Pursuant to Article 15 GDPR, the User has the following rights:

  1. to obtain confirmation as to whether or not personal data concerning you are being processed, even if not yet registered, and their communication in an intelligible form;
  2. obtain an indication of: a) the origin of the personal data; b) the purposes and methods of processing; c) the logic applied in the event of processing carried out with the aid of electronic instruments; d) the identification and contact details of the data controller, the data processors and, where applicable, the data controller’s representative; e) the subjects or categories of subjects to whom the personal data may be communicated or who may become aware of them in their capacity as designated representative in the territory of the State or as managers;
  3. obtain: a) the updating, rectification or, when interested, the integration of data; b) the cancellation, transformation into anonymous form or blocking of data processed in violation of the law, including those that do not need to be kept for the purposes for which the data were collected or subsequently processed; c) certification to the effect that the operations as per letters a) and b) have been notified, as also related to their contents, to the entities to whom or which the data were communicated or disseminated, unless this requirement proves impossible or involves a manifestly disproportionate effort compared with the right that is to be protected;
  4. to object, in whole or in part: a) on legitimate grounds, to the processing of personal data concerning you, even if pertinent to the purpose of collection; b) to the processing of your personal data for the purpose of sending advertising materials or direct selling or for carrying out market research or commercial communication, through the use of automated calling systems without the intervention of an operator by electronic mail and / or by traditional marketing mode via telephone and / or paper mail. It should be noted that the data subject’s right to object, set out in point b) above, for direct marketing purposes through automated modalities extends to traditional modalities, and that the data subject’s right to exercise the subject’s right to object, even partially, remains unaffected. Therefore, the data subject may decide to receive only communications by traditional means or only automated communications or neither type of communication.
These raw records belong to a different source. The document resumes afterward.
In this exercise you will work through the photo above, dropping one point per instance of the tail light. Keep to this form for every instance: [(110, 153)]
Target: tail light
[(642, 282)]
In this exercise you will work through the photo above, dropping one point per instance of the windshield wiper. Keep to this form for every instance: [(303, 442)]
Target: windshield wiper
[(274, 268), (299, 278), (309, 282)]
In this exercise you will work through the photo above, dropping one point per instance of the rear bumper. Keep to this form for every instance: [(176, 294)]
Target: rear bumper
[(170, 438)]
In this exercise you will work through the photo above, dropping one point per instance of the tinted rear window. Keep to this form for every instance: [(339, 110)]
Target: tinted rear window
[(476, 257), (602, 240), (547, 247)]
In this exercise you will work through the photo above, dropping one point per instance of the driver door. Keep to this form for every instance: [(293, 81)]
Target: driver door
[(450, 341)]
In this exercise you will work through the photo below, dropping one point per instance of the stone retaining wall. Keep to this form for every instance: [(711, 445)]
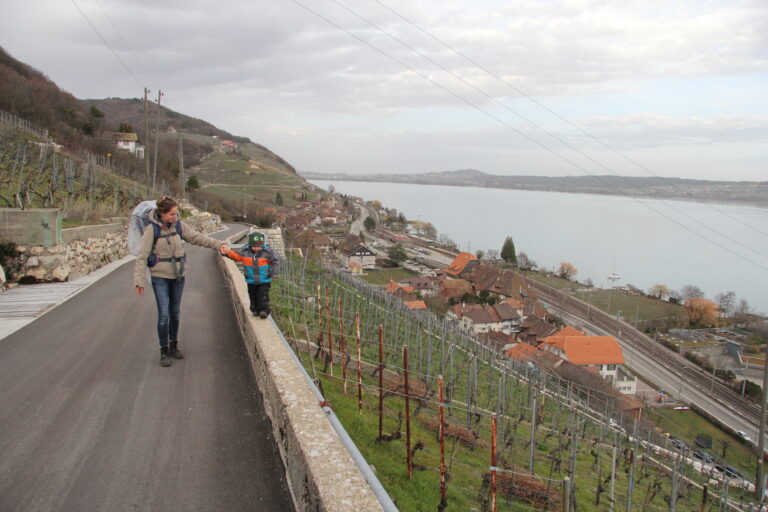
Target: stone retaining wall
[(321, 473), (89, 248)]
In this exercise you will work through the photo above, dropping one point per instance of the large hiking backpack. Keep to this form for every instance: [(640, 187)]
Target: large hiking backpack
[(137, 225)]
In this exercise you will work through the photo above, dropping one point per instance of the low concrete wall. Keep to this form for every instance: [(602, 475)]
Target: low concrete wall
[(321, 473), (85, 232), (35, 226)]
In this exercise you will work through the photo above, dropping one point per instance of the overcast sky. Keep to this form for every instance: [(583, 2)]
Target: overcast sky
[(545, 87)]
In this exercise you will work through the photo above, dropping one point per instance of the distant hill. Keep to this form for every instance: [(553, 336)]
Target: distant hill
[(27, 93), (231, 178), (743, 191), (131, 112)]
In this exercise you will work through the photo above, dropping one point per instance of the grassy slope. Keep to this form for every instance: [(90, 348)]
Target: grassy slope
[(644, 310), (252, 173)]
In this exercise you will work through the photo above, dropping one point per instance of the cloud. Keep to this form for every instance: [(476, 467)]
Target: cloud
[(323, 98)]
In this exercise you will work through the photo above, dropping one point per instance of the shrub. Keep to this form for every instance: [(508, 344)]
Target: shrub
[(10, 259)]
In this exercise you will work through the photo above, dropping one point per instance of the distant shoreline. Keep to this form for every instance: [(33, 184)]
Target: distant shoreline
[(707, 200)]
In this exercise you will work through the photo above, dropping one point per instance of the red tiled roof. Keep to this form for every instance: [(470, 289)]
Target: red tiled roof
[(588, 350), (514, 303), (505, 311), (416, 304), (568, 331), (522, 352), (459, 262), (454, 288)]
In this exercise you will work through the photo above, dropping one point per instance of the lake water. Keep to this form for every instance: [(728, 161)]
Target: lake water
[(717, 247)]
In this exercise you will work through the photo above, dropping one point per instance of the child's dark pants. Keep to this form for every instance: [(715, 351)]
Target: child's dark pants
[(259, 295)]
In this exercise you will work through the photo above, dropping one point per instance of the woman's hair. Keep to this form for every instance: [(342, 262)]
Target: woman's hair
[(166, 204)]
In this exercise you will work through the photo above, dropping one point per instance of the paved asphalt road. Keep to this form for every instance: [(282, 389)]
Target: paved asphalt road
[(90, 421)]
Where applicable, Users may exercise their rights under Articles 16-21 of the GDPR at any time and without unjustified restriction.

In particular, the User may:

  • Obtaining confirmation that treatment is in progress (Art.15);
  • Obtain rectification of inaccurate or incomplete data (Art. 16);
  • Obtain deletion of data without undue delay (Art. 17);
  • Restrict processing to only part of the personal data (Art. 18);
  • Receive copies of personal data held by the data controller in a commonly used, machine-readable format; obtain unimpeded transfer to another data controller (Art. 20);
  • Object at any time to the processing of personal data. (Art. 21);


You may always lodge a complaint with the competent Authority (Data Protection Authority), pursuant to Art. 77 of the GDPR, if you believe that the Data Controller processes your Personal Data in violation of applicable law.

How to exercise your rights

To exercise their rights, Users may address a request by contacting the Controller at  The request is free of charge and the Controller will respond as soon as possible, in any case within one month, providing the User with all the information required by law. Any rectification, deletion or restriction of processing will be communicated by the Controller to each of the recipients, if any, to whom the Personal Data has been transmitted, unless this proves impossible or involves disproportionate effort. The Data Controller shall notify the User of such recipients if the User so requests.


The Data Controller reserves the right to amend and update the following Privacy Policy following any new provision of national or European data protection law by republishing the document on this site.